Adaptive Probabilistic Constellation Shaping based on Enumerative Sphere Shaping for FSO Channel with Turbulence and Pointing Errors

TL;DR

This paper introduces an adaptive probabilistic constellation shaping system using enumerated spherical shaping for free-space optical channels, enabling continuous rate control and improved reliability under turbulence and pointing errors.

Contribution

It proposes a novel adaptive PCS system with enumerated spherical shaping that offers finer control and higher spectral efficiency than existing methods for FSO channels.

Findings

Achieves quasi-continuous spectral efficiency control with fine granularity.

Provides higher spectral utilization compared to CCDM-based systems.

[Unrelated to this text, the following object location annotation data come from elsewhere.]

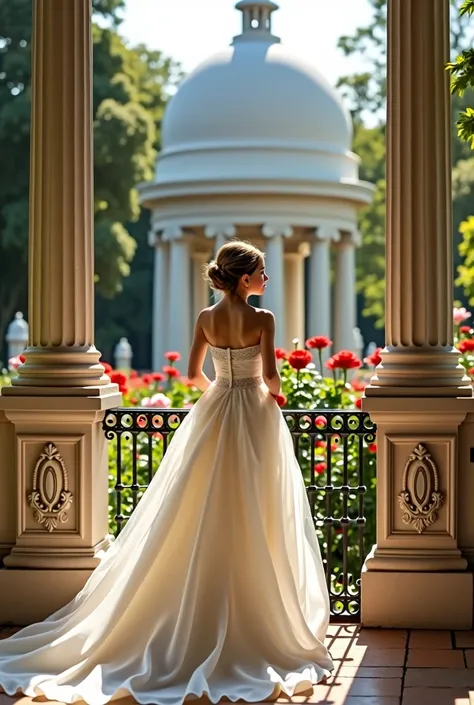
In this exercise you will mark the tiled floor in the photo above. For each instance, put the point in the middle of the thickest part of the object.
(384, 667)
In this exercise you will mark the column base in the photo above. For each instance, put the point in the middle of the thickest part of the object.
(428, 600)
(31, 596)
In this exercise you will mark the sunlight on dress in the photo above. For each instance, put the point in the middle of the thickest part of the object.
(215, 586)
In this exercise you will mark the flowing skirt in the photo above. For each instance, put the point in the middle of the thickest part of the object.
(215, 587)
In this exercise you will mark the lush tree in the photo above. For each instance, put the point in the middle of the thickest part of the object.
(129, 93)
(366, 92)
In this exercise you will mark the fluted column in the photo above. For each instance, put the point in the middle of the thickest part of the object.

Demonstrates 99.999% reliability under severe turbulence and pointing errors.

Abstract

Free-space optical (FSO) transmission enables fast, secure, and efficient next-generation communications with abundant spectrum resources. However, atmospheric turbulence, pointing errors, path loss, and atmospheric loss induce random attenuation, challenging link reliability. Adaptive rate control technology enhances spectrum utilization and reliability. We propose an adaptive probabilistic constellation shaping (A-PCS) coherent system utilizing enumerated spherical shaping (ESS) for distribution matching. With PCS-64QAM, the system achieves continuous rate control from conventional QPSK-equivalent to 64QAM spectral efficiency, providing quasi-continuous control with granularities of approximately $0.05$~bits/4D for spectral efficiency and $0.1$~dB for the post-FEC SNR threshold, and a maximum control depth of $12.5$~dB. Leveraging ESS for efficient sequence utilization, it offers higher spectral utilization and finer control granularity than constant composition DM (CCDM)-based A-PCS systems. We further model and analyze the FSO channel, presenting calculations and comparisons of outage probability and ergodic capacity under varying turbulence intensities and pointing errors. Results demonstrate 99.999~\% reliability at maximum $\sigma_\mathrm{R}^2 = 1.39$ and $\sigma_\mathrm{s} = 0.5~\mathrm{m}$, meeting requirements under severe turbulence and large pointing errors.